Among the combinations INDIGO identified as showing a strong likelihood of effectiveness in fighting tuberculosis:

  • A five-drug combination of tuberculosis drugs Bedaquiline, Clofazimine, Rifampicin, and Clarithromycin with the antimalarial drug P218.
  • A four-drug combination of Bedaquiline, Clofazimine, Pretomanid, and the antipsychotic drug Thioridazine.
  • A combination of antibiotics Moxifloxacin, Spectinomycin—two drugs typically antagonistic but that can become highly synergistic with the addition of a third drug, Clofazimine.

All three groupings were in the top .01% of synergistic combinations INDIGO identified.

“Successful combinations identified by INDIGO, when tested in a lab setting, showed synergy 88.8% of the time,” Chandrasekaran says.

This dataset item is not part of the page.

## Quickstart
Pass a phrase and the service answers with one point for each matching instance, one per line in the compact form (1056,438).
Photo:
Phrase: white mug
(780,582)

Tuberculosis kills 1.8 million people each year and is the world’s deadliest bacterial infection. There are 28 drugs currently used to treat tuberculosis, and those can be combined into 24,000 three- or four-drug combinations. If a pair of new drugs is added to the mix, that increases potential combinations to 32,000.

These numbers make developing new treatment regimens time-consuming and expensive, the researchers say. At the same time, multidrug resistant strains are rapidly spreading.

At a time when new drugs are in short supply to deal with old-but-evolving diseases, the tool presents a new way to use medicine’s current toolbox, they say. Answers may already exist, and INDIGO’s outside-the-box approach represents a faster way of finding them.

The tool uses a database of previously published research, which authors of the current study broke down and quantified, along with detailed information on the properties of hundreds of drugs.

The research appears in mBio. The National Institutes of Health and the University of Michigan Precision Health and MCubed initiatives funded the work.